NASA, ESA, S. Baum and C. O’Dea (RIT), R. Perley and W. Cotton (NRAO/AUI/NSF), and the Hubble Heritage Team (STScI/AURA)

In 1916, Eddington demonstrated that there was a limit to how bright a stable star could be. The basic idea is that the atmosphere of a star is being gravitationally attracted by the mass of the star (giving it weight), and this weight is balanced by the pressure of the deeper layer of the star. For a star to be stable, the weight and pressure must be equal, so the star doesn’t collapse inward or push the atmosphere outward. We typically think of pressure as being due to gas and such, but light can also exert pressure on a material. We don’t notice light pressure in our daily lives because it is so small. Even in our Sun, the pressure on the atmosphere is relatively small, so the weight of our Sun’s atmosphere is mostly balanced by the pressure of the plasma in the layer underneath it. But if the Sun were brighter, the light it emits would push harder against the particles of the atmosphere. What Eddington showed is that there is a limit where the pressure of a star’s light on the atmosphere is large enough to balance the gravitational weight of the stellar atmosphere entirely, known as the Eddington luminosity limit. If the star were any brighter, the light of the star would push away the outer layers of the atmosphere, thus causing the star to lose mass.

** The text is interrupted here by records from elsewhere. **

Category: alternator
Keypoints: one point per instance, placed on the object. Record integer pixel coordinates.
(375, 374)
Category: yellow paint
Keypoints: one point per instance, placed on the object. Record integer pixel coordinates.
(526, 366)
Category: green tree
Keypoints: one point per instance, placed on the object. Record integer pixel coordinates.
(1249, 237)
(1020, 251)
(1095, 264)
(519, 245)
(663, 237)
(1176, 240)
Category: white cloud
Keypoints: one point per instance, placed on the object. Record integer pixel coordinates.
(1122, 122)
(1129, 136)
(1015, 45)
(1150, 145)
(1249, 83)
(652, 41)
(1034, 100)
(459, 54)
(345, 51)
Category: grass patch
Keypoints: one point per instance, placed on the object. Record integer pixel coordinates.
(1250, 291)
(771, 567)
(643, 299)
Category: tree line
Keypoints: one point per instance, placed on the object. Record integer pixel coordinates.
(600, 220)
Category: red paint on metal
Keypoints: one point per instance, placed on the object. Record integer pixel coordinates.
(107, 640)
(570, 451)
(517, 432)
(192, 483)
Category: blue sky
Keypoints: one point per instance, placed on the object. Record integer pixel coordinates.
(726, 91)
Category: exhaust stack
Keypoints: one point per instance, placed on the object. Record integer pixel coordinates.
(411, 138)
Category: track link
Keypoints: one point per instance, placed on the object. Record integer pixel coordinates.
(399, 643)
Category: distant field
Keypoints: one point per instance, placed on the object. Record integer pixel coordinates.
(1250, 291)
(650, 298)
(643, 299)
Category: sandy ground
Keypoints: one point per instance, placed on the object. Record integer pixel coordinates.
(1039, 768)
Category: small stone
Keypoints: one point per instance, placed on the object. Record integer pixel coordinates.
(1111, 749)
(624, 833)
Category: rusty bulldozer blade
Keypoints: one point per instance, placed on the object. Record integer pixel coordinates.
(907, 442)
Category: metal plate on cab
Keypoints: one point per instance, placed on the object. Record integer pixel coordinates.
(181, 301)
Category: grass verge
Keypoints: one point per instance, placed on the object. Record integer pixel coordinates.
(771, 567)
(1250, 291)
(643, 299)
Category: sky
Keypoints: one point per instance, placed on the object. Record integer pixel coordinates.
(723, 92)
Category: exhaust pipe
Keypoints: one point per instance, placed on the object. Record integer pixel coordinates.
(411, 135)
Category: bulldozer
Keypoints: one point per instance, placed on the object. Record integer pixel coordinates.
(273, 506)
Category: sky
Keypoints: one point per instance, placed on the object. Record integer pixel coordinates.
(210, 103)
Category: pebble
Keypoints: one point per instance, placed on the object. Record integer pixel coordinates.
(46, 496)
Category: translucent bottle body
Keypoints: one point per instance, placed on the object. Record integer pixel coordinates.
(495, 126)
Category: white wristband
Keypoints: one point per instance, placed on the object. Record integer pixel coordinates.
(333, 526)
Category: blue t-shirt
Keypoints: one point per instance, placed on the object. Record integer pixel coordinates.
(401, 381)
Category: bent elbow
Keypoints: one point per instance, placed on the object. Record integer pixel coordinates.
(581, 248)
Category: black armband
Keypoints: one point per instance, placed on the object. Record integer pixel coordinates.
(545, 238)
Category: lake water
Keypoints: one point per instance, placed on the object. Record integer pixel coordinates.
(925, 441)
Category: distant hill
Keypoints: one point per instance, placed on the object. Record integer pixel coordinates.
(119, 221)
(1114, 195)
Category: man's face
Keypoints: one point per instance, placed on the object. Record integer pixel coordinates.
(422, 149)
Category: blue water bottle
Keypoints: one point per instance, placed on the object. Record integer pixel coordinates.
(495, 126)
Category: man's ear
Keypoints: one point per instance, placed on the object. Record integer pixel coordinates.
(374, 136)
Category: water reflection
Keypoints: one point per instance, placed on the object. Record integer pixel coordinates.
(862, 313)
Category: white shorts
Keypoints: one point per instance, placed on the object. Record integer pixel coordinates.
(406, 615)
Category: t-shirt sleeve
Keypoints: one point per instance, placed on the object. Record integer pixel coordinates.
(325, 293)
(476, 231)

ESO/IDA/Danish 1.5 m/R. Gendler, S. Guisard and C. Thöne

This same limit is often thought to hold for other objects, such as active galactic nuclei (AGNs) powered by black holes, but it also isn’t an absolute limit. When Eddington derived the limit he assumed a star that is spherical and non-rotating. Black holes are known to rotate, and their accretion disks are not spherical, so there have been proposed models that allow AGNs and other black holes to emit more power than the Eddington limit. There have been searches for such super-Eddington luminosity, but so far results have been inconclusive.

Now a new paper in Science has analyzed the energy output of a black hole in the galaxy M83, and found that it has emitted sustained levels of energy beyond the Eddington limit.¹ Since the black hole was in a quiet phase when it was observed, the team could make an accurate determination of its mass by analyzing its accretion disk. They then looked at the effect of its jets, which were produced in an active period. They found that the energy of the jets clearly exceeded the Eddington limit.

By demonstrating that energy generated near black holes can exceed the Eddington limit, the authors have demonstrated that black holes can affect their environment in a more powerful way that originally thought.